Selling a Company – Share Sale or Asset Sale?
If you are selling a Company, the two main options* to be considered are either: selling the Company shares (referred to as a “Share Sale” which normally includes all the assets and liabilities) or you may wish to sell just the business with its Assets, Name and Goodwill (usually referred to as an “Asset Sale”).
It will normally be beneficial for you to sell your Company shares rather than choose an asset sale. If the Company sells its business through the sale of assets, name and goodwill, you will then face the problem of extracting the sale proceeds from the Company which could lead to a double tax charge. You will also have to deal with any remaining liabilities and deal with the legal entity of the Company that remains.
*There are other options for formulating a sales deal such as mergers, consolidations, share-swaps, recapitalisations to name a few.
If you are selling a business, the most important consideration (as far as tax is concerned) will normally be whether or not you will qualify for Entrepreneurs’ Relief – this means that you only pay 10% Capital Gains Tax on any qualifying gains. Entrepreneurs’ Relief can be claimed by Directors (and Directors’ spouses or partners in qualifying cases), Sole Traders as well as Partners and Employees of Companies. There’s no limit to how many times you can claim Entrepreneurs’ Relief and you can claim up to £10 million of relief in total during your lifetime.
Please note that many tax professionals believe that Entrepreneurs Relief will be reformed in the near future so that the generous tax savings it offers may soon no longer be available! Boris Johnson has already indicated that the Treasury is vehmently against Entrepreneur’s Relief, which many believe is a “tax loophole” that needs to be closed…!
Will you qualify for Entrepreneurs’ Relief?
You should be able to qualify for Entrepreneurs’ Relief if you dispose any of the following:-
- All or part of your business as a sole trader or business partner – including the business assets after it closed
- Shares in a Company where you have at least 5% of shares and voting rights (known as a “Personal Company”)
- Assets you lent to your business or Company
If you are selling all or part of your business, all the following must apply:-
- You are a sole trader or business partner
- You have owned the business for at least two years before the date you sell or close it
- You sell or dispose of your business assets within 3 years after selling or closing the business
If you are selling shares, all the following must apply for at least 24 months before you sell your shares:-
- You have at least 5% of the shares and voting rights in the Company
- You are entitled to at least 5% of the distributable profits & net assets of the Company
- You are an employee or director of the Company (or one in the same Group)

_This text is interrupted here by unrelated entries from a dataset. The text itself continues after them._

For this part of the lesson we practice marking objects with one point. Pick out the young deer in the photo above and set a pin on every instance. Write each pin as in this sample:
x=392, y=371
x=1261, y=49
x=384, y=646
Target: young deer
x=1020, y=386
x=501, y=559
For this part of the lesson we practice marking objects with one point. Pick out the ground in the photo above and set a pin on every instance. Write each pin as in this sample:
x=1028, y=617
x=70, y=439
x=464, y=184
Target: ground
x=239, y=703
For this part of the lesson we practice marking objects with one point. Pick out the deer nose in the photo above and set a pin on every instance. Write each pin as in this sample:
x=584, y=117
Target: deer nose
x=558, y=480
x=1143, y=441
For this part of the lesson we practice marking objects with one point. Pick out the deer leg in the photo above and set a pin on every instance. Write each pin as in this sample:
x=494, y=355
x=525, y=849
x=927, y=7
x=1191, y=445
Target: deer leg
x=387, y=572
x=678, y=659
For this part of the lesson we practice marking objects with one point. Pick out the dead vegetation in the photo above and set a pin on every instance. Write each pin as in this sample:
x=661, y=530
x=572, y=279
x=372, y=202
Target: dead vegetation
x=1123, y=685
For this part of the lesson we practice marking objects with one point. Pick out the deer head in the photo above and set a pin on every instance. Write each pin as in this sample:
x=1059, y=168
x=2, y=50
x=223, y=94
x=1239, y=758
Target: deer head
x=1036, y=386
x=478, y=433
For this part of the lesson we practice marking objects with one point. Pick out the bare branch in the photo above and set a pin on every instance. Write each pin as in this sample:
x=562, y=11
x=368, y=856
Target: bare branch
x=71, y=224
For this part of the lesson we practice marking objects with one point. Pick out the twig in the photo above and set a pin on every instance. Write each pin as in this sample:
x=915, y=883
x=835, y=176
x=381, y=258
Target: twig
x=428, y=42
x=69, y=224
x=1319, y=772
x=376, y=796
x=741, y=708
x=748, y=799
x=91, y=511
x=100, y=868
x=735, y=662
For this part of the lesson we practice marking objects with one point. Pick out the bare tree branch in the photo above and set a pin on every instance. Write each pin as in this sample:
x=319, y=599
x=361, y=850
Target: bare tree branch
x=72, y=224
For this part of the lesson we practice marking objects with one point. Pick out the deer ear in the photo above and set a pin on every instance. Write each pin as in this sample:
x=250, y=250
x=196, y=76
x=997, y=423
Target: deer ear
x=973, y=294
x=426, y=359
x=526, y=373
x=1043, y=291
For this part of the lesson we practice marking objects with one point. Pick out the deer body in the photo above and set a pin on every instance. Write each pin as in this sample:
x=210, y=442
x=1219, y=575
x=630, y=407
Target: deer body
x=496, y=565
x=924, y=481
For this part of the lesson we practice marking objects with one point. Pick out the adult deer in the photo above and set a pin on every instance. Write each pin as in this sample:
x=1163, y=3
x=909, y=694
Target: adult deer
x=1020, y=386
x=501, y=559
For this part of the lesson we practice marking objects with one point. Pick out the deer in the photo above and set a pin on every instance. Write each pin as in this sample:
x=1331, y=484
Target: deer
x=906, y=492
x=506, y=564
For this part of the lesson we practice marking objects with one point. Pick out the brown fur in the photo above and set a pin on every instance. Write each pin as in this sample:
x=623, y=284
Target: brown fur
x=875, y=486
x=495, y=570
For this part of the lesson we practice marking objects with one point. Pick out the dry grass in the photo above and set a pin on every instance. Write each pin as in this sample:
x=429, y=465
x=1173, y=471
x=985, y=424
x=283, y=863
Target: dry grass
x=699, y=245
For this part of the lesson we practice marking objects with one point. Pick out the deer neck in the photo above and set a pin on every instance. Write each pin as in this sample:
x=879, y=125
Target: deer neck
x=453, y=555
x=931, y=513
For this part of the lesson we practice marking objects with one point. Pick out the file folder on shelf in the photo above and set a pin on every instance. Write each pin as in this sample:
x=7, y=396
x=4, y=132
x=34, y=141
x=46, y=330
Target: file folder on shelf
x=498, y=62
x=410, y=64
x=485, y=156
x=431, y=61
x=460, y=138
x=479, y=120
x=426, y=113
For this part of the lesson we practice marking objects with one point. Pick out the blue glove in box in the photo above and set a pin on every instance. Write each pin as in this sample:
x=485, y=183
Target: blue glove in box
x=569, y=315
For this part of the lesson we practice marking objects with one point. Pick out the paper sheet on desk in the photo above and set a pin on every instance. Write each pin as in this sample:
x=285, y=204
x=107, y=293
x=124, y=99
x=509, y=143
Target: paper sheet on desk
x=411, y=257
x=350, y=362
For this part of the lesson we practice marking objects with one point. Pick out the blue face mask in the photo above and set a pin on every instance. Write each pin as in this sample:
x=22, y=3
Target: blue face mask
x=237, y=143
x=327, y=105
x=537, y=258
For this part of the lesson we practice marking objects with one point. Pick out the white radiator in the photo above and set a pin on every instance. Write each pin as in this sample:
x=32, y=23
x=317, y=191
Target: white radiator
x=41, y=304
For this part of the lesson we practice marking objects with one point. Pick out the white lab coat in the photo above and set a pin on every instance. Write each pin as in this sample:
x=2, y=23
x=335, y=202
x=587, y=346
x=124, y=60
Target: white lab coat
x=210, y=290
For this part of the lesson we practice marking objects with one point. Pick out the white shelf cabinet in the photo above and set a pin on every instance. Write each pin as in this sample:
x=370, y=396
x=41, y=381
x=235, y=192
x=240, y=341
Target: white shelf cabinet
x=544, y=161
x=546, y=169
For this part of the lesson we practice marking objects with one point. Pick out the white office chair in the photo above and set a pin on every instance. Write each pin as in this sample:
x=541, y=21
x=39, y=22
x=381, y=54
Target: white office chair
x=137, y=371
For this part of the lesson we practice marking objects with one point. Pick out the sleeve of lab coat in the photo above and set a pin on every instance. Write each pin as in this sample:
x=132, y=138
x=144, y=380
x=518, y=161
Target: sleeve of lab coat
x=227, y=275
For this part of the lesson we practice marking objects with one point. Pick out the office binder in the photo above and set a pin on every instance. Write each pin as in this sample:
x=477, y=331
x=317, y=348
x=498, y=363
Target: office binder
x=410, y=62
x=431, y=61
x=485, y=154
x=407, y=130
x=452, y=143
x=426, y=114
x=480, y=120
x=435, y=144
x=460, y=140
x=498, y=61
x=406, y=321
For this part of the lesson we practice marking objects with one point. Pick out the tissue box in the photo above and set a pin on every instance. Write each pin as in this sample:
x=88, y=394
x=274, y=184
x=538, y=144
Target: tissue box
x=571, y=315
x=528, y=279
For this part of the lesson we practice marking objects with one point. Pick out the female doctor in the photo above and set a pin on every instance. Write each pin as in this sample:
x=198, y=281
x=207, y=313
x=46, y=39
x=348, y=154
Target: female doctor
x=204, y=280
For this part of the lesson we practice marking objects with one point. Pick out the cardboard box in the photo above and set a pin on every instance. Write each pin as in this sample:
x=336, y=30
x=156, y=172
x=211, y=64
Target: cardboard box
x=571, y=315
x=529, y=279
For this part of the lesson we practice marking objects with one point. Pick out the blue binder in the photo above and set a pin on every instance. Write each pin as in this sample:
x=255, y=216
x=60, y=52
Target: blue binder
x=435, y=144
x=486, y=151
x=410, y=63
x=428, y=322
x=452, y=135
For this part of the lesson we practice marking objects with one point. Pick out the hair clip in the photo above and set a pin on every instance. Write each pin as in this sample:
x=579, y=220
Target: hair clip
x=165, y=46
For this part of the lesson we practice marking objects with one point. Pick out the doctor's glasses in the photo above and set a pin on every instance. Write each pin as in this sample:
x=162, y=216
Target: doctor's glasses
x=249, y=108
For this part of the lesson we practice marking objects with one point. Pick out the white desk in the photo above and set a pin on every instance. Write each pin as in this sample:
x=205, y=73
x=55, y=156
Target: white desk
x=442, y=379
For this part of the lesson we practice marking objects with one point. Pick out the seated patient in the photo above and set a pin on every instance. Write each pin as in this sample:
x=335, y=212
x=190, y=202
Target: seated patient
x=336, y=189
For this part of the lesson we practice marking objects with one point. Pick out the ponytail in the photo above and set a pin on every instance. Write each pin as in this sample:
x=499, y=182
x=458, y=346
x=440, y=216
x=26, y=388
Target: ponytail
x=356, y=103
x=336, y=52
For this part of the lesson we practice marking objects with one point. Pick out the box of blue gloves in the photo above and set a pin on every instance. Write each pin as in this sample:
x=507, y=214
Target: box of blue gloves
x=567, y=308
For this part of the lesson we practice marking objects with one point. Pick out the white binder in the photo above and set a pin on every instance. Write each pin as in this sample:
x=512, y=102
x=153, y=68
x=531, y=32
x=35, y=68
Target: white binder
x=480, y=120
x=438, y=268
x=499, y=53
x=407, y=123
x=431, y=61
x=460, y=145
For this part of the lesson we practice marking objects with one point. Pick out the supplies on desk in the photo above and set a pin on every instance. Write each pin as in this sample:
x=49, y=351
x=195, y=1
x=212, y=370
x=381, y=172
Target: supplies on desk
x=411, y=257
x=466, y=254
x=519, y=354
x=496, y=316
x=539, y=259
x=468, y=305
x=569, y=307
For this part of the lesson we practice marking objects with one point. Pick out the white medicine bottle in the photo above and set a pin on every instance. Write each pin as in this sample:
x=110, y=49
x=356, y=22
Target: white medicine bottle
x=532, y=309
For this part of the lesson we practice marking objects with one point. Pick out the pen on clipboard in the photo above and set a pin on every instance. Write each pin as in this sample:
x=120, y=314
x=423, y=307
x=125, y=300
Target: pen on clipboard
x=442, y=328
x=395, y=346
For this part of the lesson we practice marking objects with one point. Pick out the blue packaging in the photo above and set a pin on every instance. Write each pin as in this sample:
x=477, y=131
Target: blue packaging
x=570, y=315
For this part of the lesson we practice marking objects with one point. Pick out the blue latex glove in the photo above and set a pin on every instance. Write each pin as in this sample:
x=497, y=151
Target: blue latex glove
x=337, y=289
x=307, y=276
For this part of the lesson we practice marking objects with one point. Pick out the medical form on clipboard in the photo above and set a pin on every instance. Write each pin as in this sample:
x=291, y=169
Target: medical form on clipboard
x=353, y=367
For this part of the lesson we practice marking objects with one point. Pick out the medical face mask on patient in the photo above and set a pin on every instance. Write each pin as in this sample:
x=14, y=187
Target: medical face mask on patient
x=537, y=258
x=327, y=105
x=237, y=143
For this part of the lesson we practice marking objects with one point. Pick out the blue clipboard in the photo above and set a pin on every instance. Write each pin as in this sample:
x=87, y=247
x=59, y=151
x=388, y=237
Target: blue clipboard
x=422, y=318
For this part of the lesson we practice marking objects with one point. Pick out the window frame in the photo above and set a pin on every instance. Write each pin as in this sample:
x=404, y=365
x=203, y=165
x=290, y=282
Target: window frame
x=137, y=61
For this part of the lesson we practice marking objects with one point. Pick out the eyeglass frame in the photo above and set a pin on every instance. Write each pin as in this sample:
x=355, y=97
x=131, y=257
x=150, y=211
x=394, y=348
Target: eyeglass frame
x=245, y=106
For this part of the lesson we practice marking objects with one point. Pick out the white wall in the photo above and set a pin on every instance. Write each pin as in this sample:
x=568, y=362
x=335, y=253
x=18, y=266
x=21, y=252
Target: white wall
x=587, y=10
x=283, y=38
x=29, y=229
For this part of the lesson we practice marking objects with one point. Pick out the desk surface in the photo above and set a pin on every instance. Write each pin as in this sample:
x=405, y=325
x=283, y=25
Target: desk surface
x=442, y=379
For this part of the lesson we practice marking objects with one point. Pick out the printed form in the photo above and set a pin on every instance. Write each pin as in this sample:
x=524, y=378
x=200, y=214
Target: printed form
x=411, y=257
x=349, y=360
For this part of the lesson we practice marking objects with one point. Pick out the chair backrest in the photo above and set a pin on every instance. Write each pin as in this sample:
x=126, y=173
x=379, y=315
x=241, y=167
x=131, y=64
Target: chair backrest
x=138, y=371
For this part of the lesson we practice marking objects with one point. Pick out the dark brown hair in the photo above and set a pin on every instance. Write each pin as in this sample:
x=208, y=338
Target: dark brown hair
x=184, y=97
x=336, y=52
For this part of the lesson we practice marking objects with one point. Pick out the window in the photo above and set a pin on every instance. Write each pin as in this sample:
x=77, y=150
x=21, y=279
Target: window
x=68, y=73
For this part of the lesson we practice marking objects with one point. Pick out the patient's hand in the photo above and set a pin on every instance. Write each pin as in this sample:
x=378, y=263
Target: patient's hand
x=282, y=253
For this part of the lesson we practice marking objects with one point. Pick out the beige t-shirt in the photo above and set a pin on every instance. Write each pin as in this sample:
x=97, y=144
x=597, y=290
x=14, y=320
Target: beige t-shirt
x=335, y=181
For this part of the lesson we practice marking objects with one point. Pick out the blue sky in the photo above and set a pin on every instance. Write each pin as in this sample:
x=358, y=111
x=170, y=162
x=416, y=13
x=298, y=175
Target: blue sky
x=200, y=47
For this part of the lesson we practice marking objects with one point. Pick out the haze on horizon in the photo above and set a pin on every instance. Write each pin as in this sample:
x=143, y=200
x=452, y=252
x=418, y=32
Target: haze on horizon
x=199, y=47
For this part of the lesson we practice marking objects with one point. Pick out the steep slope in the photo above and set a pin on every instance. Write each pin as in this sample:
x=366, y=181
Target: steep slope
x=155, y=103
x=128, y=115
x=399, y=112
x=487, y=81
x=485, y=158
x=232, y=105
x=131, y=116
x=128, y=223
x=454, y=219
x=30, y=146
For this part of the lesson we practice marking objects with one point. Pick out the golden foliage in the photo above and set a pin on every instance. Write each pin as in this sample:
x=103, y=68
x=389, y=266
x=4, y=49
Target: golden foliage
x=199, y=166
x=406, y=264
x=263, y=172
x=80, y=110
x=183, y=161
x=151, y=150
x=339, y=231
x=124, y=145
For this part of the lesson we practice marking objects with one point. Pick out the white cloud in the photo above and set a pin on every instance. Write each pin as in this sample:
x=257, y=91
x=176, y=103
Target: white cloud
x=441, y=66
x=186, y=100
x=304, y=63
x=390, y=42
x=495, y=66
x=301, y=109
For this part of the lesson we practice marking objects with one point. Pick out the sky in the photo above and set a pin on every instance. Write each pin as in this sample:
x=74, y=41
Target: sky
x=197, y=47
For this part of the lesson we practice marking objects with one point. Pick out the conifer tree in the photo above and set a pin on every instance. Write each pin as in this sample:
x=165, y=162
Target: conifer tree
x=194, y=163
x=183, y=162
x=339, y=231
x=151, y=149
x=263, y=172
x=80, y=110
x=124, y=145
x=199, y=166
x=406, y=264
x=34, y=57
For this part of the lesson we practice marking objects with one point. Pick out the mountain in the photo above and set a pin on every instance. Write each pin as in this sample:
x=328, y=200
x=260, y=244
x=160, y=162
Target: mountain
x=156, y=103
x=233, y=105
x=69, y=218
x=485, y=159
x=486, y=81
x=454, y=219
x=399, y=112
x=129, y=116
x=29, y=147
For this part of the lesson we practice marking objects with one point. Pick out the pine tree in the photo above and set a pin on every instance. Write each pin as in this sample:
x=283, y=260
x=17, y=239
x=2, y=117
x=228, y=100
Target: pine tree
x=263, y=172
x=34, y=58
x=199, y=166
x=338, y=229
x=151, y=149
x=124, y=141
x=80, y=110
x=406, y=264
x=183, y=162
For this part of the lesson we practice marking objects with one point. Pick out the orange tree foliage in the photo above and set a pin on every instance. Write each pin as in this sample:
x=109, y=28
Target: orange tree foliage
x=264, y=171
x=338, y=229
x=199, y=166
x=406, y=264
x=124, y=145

- The Company’s main activities are in trading (rather than non-trading activities like investment)
If you are selling assets you lent to the business, all the following must apply:-
- You have sold your part of a business partnership or your shares in a Personal Company
- You owned the assets but let your business partnership or Personal Company use them for at least two years up to the date you sold your business or shares
NB Any gain could be exempt if you sell during a period of non-UK residence.
It is important to bear in mind your overall tax and long-term financial position when considering the various options for extracting profits. For example, you may not want to unnecessarily miss out on tax credits or universal credit, losing some or all of your personal allowance, or incurring a child benefit tax charge because you’ve taken too much income. Also, you should aim to avoid paying tax at the 45% additional rate if at all possible.
Whoever buys your company will normally expect you to extract all of the Company’s cash before a sale, although some cash may have to be left behind for “working capital” and in any case, “cash for cash” can be agreed if necessary. If there are substantial retained funds, you may wish to consider extracting them several years before a sale in order to avoid a last minute tax implication.
If you are thinking of selling a business, remember that tax rules often change and it always pays to take professional advice first. Certainly, any shareholders with anything but a simple share structure should seek advice on their right to claim this highly important tax relief.